Uzdrawianie praniczne dzieli się na kilka różnych poziomów. Na pierwszym studenci uczą się, jak pobierać prane powietrza, czyli energię chi, i jak przesyłać ją do pacjenta. Uczą się także, w jaki sposób uwrażliwić swoje dłonie oraz jak badać czy wyczuwać ciało energetyczne pacjenta. Opanowują sztukę oczyszczania, energetyzo-wania, stabilizowania przesłanej energii, uwalniania jej oraz przecinania sznura energetycznego. Podobnie, uczą się wprowadzać pacjenta w stan większej receptywno-ści, aby przyśpieszyć proces leczenia. Są również lekcje samouzdrawiania, boskiego uzdrawiania oraz leczenia na odległość, zwłaszcza przesyłania energii pranicznej, czyli energii chi, na znaczne odległości.
Na poziomie drugim studenci uczą się stosować kolorowe prany i energię chi do oczyszczania i energetyzowania pacjenta. Jest to technika o znacznie większej mocy.

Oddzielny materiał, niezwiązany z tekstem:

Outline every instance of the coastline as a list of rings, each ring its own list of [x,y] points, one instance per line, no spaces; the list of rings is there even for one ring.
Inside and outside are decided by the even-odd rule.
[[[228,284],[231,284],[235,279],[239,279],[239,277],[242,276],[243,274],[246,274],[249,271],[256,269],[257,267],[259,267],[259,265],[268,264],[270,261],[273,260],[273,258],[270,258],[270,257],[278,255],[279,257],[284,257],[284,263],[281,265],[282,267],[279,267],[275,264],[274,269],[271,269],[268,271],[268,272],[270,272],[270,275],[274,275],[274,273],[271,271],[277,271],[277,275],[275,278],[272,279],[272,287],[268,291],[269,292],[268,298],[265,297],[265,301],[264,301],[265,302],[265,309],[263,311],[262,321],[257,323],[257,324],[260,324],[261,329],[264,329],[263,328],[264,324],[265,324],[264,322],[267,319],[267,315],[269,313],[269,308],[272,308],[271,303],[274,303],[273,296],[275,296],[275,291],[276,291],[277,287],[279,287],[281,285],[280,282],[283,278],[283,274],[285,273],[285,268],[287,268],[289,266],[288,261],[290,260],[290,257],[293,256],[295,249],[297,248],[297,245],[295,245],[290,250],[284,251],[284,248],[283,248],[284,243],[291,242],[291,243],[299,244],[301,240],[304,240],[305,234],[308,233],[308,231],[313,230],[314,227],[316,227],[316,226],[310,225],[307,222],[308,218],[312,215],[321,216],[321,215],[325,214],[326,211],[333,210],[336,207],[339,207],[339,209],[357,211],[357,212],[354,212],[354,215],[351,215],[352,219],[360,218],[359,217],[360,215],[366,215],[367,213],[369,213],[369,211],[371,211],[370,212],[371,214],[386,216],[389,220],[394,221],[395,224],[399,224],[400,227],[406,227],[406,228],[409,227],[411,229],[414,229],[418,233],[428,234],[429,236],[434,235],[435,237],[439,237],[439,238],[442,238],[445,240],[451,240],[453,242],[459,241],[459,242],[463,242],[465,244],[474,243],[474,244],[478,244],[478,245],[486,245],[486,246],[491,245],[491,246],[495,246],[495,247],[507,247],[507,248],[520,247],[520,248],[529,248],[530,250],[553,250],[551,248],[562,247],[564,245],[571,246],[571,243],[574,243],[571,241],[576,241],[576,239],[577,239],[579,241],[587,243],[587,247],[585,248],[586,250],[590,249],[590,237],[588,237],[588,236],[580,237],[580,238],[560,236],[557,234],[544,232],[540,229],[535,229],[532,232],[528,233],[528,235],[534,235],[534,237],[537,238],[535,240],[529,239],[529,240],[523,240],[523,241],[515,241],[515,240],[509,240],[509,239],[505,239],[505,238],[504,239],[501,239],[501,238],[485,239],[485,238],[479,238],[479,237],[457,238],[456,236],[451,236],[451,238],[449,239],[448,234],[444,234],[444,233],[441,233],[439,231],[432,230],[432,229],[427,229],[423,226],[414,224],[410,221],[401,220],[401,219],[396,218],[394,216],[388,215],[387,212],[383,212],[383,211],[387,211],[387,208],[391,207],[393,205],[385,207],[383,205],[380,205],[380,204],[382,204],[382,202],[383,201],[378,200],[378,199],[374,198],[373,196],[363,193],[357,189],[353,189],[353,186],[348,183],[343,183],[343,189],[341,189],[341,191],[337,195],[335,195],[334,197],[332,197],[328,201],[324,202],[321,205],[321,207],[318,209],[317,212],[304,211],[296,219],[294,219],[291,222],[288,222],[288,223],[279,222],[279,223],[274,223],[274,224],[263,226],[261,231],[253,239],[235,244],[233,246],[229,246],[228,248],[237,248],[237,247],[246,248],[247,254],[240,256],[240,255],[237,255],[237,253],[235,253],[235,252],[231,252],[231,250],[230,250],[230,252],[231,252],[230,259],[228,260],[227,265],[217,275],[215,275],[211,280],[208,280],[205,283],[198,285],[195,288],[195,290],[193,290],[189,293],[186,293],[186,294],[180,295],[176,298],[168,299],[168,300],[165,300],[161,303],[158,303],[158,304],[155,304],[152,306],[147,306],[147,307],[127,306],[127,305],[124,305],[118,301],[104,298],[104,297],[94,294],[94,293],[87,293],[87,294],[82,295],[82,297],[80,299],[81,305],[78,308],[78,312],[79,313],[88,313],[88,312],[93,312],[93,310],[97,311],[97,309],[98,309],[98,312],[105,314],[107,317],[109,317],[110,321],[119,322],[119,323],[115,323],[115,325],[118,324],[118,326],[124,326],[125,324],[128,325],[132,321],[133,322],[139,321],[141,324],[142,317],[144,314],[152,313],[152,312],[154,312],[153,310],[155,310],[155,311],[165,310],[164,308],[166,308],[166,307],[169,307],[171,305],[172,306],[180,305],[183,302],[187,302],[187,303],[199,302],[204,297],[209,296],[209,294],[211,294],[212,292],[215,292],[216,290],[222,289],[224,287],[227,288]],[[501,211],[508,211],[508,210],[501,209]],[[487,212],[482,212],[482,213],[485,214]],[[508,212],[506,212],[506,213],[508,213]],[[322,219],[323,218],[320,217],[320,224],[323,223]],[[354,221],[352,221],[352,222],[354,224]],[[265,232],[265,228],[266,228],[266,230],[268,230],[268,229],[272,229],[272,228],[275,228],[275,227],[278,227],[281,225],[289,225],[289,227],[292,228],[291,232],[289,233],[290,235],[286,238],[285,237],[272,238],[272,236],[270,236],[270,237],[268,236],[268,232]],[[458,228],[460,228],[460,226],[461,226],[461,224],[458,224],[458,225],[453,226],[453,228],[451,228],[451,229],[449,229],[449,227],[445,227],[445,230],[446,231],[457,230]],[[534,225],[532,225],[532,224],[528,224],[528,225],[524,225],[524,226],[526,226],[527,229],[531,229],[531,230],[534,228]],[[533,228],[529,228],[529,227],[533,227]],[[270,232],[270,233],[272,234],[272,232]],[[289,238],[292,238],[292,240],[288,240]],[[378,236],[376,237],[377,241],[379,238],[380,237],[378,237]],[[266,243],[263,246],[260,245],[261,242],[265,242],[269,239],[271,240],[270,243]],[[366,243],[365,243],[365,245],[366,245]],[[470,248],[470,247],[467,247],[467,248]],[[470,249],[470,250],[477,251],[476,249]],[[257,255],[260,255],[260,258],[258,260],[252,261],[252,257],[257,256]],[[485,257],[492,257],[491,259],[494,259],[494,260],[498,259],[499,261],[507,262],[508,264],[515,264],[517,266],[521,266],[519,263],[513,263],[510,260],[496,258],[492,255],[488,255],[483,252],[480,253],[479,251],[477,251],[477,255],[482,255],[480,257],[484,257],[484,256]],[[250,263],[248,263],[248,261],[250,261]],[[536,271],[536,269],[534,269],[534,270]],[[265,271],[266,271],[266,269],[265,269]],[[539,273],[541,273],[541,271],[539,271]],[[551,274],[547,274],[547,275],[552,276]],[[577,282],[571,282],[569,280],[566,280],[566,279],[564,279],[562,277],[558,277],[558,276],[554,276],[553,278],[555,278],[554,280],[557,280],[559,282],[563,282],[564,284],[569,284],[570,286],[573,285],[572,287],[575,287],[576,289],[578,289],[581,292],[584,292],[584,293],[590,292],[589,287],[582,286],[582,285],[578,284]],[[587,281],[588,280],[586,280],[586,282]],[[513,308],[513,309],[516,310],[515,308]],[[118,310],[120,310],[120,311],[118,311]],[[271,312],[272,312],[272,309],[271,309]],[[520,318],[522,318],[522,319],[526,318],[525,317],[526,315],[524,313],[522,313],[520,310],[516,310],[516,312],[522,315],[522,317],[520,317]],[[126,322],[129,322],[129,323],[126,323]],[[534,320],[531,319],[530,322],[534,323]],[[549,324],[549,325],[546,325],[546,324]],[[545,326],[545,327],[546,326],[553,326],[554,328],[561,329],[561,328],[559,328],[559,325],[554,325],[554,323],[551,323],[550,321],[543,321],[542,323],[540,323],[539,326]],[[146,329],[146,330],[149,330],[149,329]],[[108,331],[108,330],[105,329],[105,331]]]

Na poziomie trzecim słuchacze uczą się posługiwać kolorowymi pranami i energią chi przy leczeniu zaburzeń psychicznych. Leczenie tego typu" dolegliwości wymaga więcej czasu i wysiłku, a także większych umiejętności. Słuchacze poziomu czwartego uczą się, jak korzystać z kamieni szlachetnych, aby koncentrować energię chi, czyli energię praniczną, na pacjencie.
Innych wyższych poziomów uzdrawiania pranicznego nie naucza się powszechnie, lecz tylko w zamkniętym gronie starszych uczniów.
Uzdrawianie praniczne jest proste, łatwe do opanowania i bardzo skuteczne. Znane jest we wszystkich częściach świata: w Stanach Zjednoczonych i Kanadzie, w Ameryce Środkowej i Południowej, Azji, Europie Wschodniej i Zachodniej, na przykład w Niemczech, we Włoszech, Szwajcarii, Rosji i w innych krajach. Do dnia dzisiejszego w Indiach powstało jedenaście fundacji uzdrawiania pranicznego.
Niechaj uzdrawianie praniczne otwiera wasz umysł na świat subtelnej energii. Niechaj sztuka ta rozpowszechni się na całym świecie i pomoże uwolnić ludzkość od cierpień. Oby tak się stało!
Mistrz Choa Kok Sui
Książka Cuda uzdrawiania pranicznego zajmuje się zasadniczo uzdrawianiem paranormalnym, nie tyle jego aspektem spekulatywnym, ile raczej odpowiedziami na pytania: "jak?" i „dlaczego?". Zastosowane w niej podejście jest uproszczone i mecha-nistyczne, ale zarazem duchowe. Jest mechanistyczne w tym znaczeniu, że wszystko, co korzystający z niej musi robić, to krok po kroku wypełniać instrukcje, a spodziewane rezultaty się pojawią. Jest duchowe w tym sensie, że modląc się i stosując inwokacje, człowiek staje się kanałem boskiego uzdrawiania. Książka Cuda uzdrawiania pranicznego w ciągu jednego lub dwóch tygodni uczy, jak usuwać proste dolegliwości, a w ciągu jednego, dwóch miesięcy - jak leczyć poważniejsze schorzenia. Nie trzeba poświęcać dziesięciu czy dwudziestu lat na samą tylko naukę paranormalnego uzdrawiania. Ani też nie jest wymagana żadna „specjalna, wrodzona moc uzdrawiająca" czy dar jasnowidzenia. Wszystko, co jest potrzebne, to pragnienie uzdrawiania i stosowanie się do podanych zaleceń.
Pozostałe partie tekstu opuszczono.